# SCDSL Announcement



## JumboJack (Jul 22, 2020)

Anyone else receive this info from their club?


----------



## timbuck (Jul 22, 2020)

Glad they made an announcement. 
What is the reason for the long break from November 23-January 17th?  I could see taking off the weekend of Thanksgiving and from December 23-January 4th for the holiday.


----------



## jpeter (Jul 22, 2020)

Didn't receive it but seen it posted several times now. Mentioned this yesterday in the other thread.

If anything else at least the leagues & CS  are trying to plan around things in the event things open up.   How realistic the placeholder scheduling might be is another topic but good to plan even if it's optimistic and having a plan b or whatever is good in these times. 

The spring is going to be packed with planned HS soccer starting practice in Feb,  league games through May playoffs until June.    

This is a curious statement since the CIF announcement is already affecting club soccer and CS and the leagues are making adjustments according:








						Cal South’s Statement regarding the CIF’s Sports Season Announcement - Cal South
					






					calsouth.com


----------



## Eagle33 (Jul 22, 2020)

it's ambitious to say the least. Even though I do believe we all will be able to start training, there will be no games until Winter/Spring


----------



## Traore (Jul 22, 2020)

It looks like the leagues will change their schedules to accommodate the new CIF Spring schedule.  This will cut down on the overuse injuries from overlapping schedules.


----------



## Ellejustus (Jul 22, 2020)

timbuck said:


> Glad they made an announcement.
> What is the reason for the long break from November 23-January 17th?  I could see taking off the weekend of Thanksgiving and from December 23-January 4th for the holiday.


The flu?


----------



## Eagle33 (Jul 22, 2020)

Ellejustus said:


> The flu?


nah, it's just a break for when Michelle goes on vacation


----------



## Sokrplayer75 (Jul 22, 2020)

JumboJack said:


> Anyone else receive this info from their club?
> 
> View attachment 8231
> View attachment 8232


Hope this works out.....we will see?


----------



## Soccer (Jul 23, 2020)

timbuck said:


> Glad they made an announcement.
> What is the reason for the long break from November 23-January 17th?  I could see taking off the weekend of Thanksgiving and from December 23-January 4th for the holiday.

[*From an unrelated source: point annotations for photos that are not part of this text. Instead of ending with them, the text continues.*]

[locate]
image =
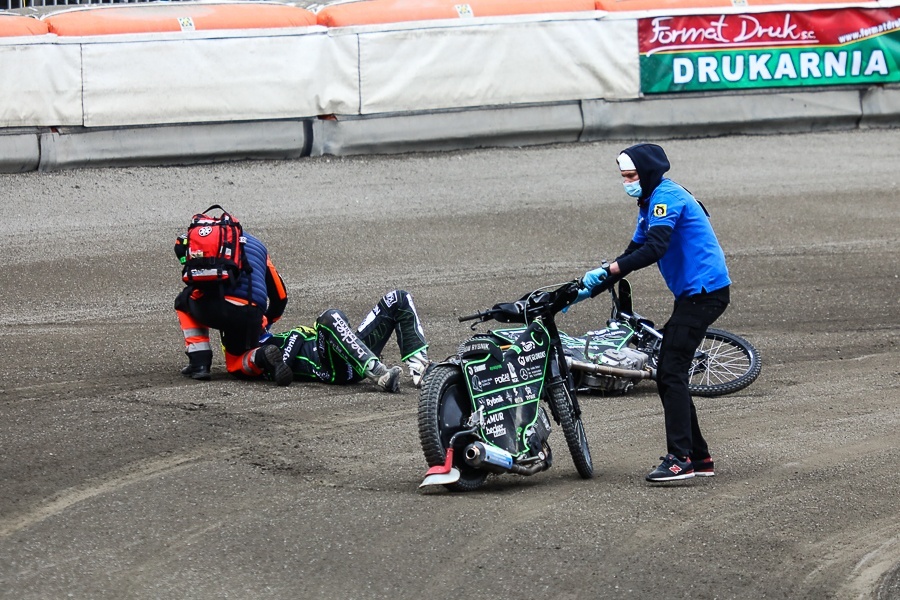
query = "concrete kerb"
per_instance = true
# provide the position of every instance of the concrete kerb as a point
(586, 120)
(68, 148)
(19, 151)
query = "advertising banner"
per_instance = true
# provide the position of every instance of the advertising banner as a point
(698, 53)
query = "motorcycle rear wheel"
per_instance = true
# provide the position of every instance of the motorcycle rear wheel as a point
(726, 363)
(444, 408)
(573, 429)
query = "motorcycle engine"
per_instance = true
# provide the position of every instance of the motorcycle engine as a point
(537, 436)
(624, 358)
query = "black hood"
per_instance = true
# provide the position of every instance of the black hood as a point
(651, 163)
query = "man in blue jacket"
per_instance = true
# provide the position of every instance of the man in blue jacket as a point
(674, 231)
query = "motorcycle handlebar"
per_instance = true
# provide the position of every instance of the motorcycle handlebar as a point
(479, 315)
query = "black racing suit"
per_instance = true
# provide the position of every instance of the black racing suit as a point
(334, 352)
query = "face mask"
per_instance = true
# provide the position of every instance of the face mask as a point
(633, 188)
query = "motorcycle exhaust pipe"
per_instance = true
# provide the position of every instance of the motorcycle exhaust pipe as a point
(531, 469)
(577, 365)
(477, 454)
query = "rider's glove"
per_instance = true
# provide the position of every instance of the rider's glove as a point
(583, 294)
(181, 248)
(266, 333)
(593, 278)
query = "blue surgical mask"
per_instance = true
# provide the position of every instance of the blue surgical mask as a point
(633, 188)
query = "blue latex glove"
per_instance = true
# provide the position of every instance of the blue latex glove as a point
(593, 278)
(583, 294)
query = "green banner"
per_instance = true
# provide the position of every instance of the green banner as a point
(867, 56)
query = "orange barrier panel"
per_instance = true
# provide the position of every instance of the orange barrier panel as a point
(13, 25)
(627, 5)
(369, 12)
(153, 18)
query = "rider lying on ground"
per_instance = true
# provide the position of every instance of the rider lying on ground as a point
(333, 352)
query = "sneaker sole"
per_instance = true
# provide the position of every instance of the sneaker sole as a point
(673, 478)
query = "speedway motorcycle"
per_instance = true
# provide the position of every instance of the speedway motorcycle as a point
(491, 382)
(482, 410)
(612, 360)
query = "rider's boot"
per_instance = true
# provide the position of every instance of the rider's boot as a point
(386, 378)
(199, 365)
(418, 365)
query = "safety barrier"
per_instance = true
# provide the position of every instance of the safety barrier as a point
(370, 12)
(101, 92)
(15, 25)
(157, 18)
(693, 6)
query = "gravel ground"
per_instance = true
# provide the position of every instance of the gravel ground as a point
(119, 479)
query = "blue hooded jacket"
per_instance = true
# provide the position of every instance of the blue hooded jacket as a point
(673, 230)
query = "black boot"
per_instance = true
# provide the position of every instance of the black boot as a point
(199, 366)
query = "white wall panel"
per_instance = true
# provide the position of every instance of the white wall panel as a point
(151, 81)
(497, 63)
(40, 84)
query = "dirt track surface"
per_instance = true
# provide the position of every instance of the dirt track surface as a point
(120, 479)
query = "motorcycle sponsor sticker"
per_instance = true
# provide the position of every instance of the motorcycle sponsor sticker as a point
(495, 431)
(492, 401)
(525, 359)
(369, 318)
(286, 355)
(494, 418)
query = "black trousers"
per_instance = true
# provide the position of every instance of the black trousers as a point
(682, 336)
(239, 325)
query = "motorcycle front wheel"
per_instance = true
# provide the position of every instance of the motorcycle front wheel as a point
(444, 408)
(573, 429)
(723, 364)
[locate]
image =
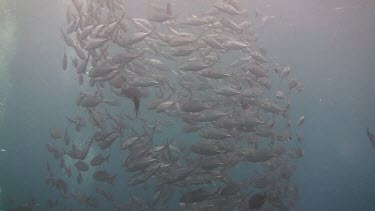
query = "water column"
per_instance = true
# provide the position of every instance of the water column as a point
(7, 51)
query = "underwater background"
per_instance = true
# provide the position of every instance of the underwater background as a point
(330, 45)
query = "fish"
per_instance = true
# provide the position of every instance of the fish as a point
(99, 159)
(206, 79)
(103, 176)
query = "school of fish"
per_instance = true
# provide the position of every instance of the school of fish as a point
(191, 108)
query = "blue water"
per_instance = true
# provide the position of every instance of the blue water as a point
(331, 51)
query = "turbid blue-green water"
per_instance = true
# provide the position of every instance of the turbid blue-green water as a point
(329, 44)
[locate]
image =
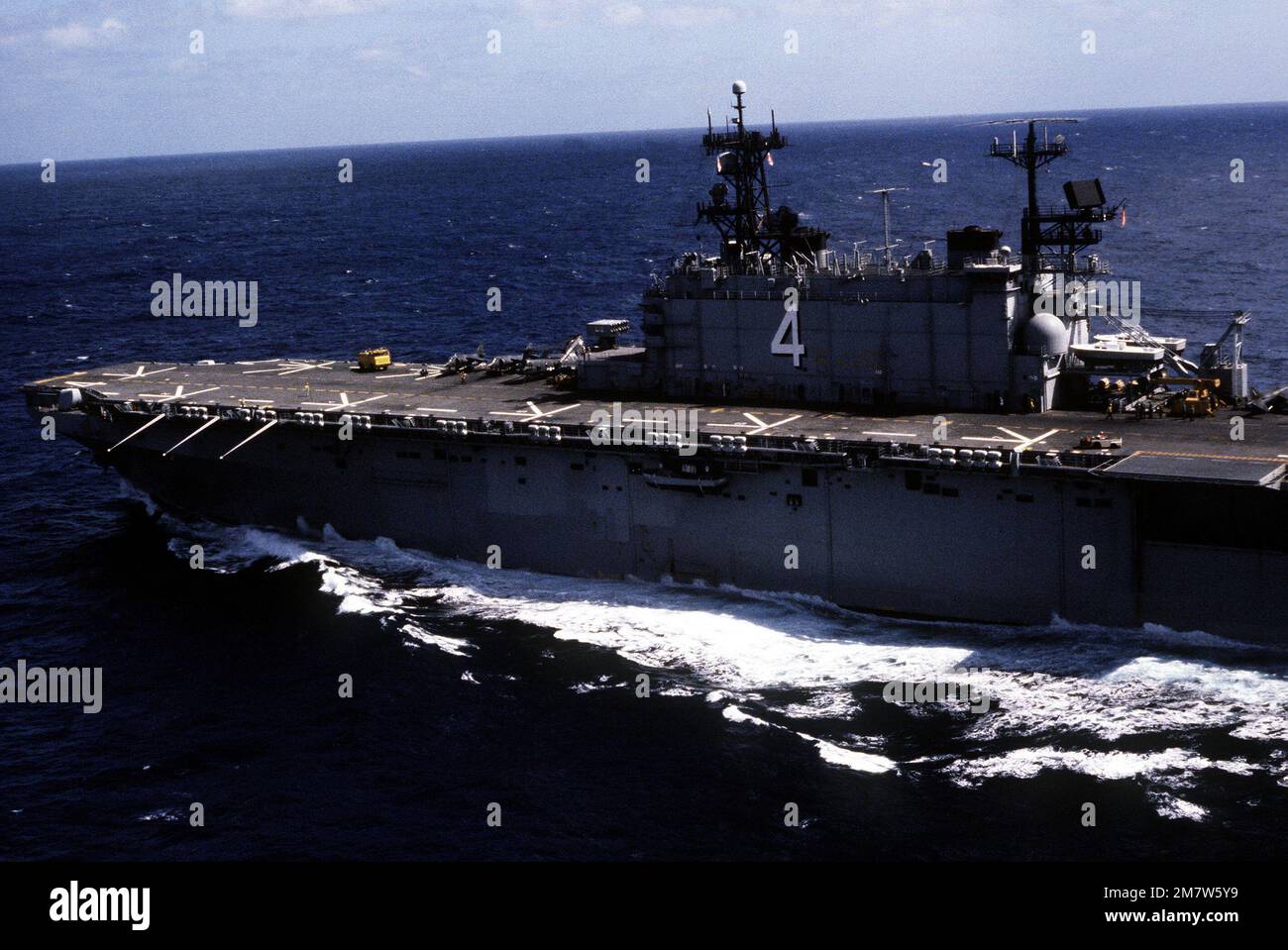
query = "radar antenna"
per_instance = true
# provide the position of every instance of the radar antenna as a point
(750, 228)
(885, 214)
(1065, 232)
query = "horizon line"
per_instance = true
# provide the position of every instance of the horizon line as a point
(612, 132)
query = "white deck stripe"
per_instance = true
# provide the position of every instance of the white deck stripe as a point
(150, 422)
(257, 433)
(197, 431)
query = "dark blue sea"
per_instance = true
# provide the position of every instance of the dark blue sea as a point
(476, 686)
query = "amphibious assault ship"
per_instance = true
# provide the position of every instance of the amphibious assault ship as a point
(923, 437)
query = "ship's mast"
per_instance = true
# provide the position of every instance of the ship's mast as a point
(885, 214)
(741, 158)
(1061, 232)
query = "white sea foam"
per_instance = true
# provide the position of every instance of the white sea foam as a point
(1046, 684)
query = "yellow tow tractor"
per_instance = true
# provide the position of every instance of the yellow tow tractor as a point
(374, 360)
(1198, 400)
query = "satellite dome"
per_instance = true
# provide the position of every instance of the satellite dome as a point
(1046, 334)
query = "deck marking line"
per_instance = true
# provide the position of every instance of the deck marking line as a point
(150, 422)
(257, 433)
(202, 428)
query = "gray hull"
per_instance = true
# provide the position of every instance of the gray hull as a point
(1001, 547)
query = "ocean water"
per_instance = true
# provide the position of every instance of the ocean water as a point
(476, 686)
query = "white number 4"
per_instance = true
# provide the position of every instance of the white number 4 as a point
(787, 339)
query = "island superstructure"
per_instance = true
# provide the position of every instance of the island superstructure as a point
(912, 435)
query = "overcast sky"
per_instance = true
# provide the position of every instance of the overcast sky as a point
(116, 77)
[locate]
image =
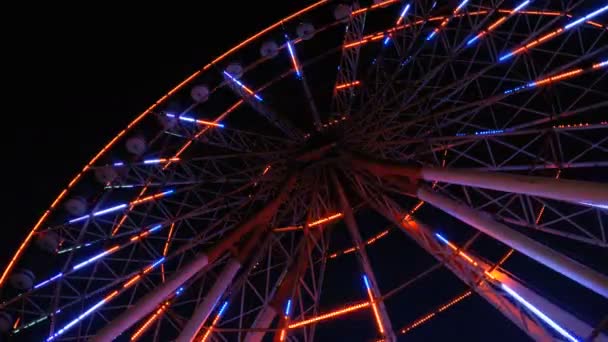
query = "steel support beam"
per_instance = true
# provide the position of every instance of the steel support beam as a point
(152, 299)
(465, 271)
(556, 261)
(285, 288)
(353, 229)
(203, 310)
(580, 192)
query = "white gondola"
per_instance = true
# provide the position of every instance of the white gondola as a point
(305, 31)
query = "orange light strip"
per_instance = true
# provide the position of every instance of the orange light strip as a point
(140, 117)
(375, 310)
(325, 219)
(504, 258)
(148, 198)
(312, 224)
(328, 315)
(166, 249)
(553, 14)
(434, 313)
(561, 76)
(348, 85)
(600, 65)
(150, 320)
(457, 299)
(131, 281)
(374, 6)
(208, 332)
(352, 249)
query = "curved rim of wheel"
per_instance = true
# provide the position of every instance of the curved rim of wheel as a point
(485, 112)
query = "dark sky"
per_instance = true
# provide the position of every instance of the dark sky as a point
(79, 75)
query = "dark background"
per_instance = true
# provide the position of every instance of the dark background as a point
(76, 76)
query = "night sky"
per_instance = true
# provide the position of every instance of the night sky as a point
(77, 79)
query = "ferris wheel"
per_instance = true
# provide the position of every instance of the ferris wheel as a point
(311, 177)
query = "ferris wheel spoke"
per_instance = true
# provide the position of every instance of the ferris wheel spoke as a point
(346, 79)
(256, 103)
(147, 303)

Club tournaments, cannot cut into members tournaments.


----------



## Soccer (Jul 23, 2020)

timbuck said:


> Glad they made an announcement.
> What is the reason for the long break from November 23-January 17th?  I could see taking off the weekend of Thanksgiving and from December 23-January 4th for the holiday.

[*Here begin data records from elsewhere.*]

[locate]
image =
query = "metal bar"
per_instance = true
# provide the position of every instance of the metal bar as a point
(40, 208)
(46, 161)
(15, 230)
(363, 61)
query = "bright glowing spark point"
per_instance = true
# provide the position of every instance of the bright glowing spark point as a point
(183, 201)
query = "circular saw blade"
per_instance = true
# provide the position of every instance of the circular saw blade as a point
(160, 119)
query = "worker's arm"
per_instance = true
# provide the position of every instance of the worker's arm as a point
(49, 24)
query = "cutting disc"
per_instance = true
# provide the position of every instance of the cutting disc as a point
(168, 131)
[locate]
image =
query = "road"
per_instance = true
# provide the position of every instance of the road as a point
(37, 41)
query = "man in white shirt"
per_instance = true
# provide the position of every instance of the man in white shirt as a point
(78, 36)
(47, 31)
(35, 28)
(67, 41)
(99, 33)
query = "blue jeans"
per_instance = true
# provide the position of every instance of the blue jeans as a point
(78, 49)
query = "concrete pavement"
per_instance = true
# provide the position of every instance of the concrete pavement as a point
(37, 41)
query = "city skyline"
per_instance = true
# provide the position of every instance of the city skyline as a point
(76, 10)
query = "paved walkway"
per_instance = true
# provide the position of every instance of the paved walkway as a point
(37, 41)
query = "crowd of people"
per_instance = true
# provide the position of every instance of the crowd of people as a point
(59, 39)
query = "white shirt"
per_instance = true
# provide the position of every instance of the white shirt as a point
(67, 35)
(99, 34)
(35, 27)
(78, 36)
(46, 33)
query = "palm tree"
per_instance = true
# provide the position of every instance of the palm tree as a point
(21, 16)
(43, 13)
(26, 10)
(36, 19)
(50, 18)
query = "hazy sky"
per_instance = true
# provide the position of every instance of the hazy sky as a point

Club tournaments, cannot cut into members tournaments.


----------



## Eagle33 (Jul 23, 2020)

Whether SCDSL is going to start or not will come down to field permits, which right now is very hard thing to come by.


----------



## JumboJack (Jul 23, 2020)

Eagle33 said:


> Whether SCDSL is going to start or not will come down to field permits, which right now is very hard thing to come by.


True. But a lot can change in three months. Hopefully it changes for the better.


----------



## notintheface (Jul 23, 2020)

This is going to be the greatest ever SCDSL season when the kids have to stay 6 feet away from each other. October. Right.


----------



## espola (Jul 23, 2020)

notintheface said:


> This is going to be the greatest ever SCDSL season when the kids have to stay 6 feet away from each other. October. Right.


It will be easy to play "possession" style.


----------



## SoccerFan4Life (Jul 23, 2020)

espola said:


> It will be easy to play "possession" style.


Kids are going to need water breaks every 10 minutes. It’s going to be rec all stars quality for the first few weeks


----------



## Spectator (Jul 24, 2020)

With fields unavailable and tryouts paused, does anyone know if there is a new player transfer date? In past years, it was 8/1.


----------



## Mosafie (Jul 27, 2020)

What going to change the field situation in October if school districts still stay online. I doubt schools open until after the Christmas breaks. If we are lucky.


----------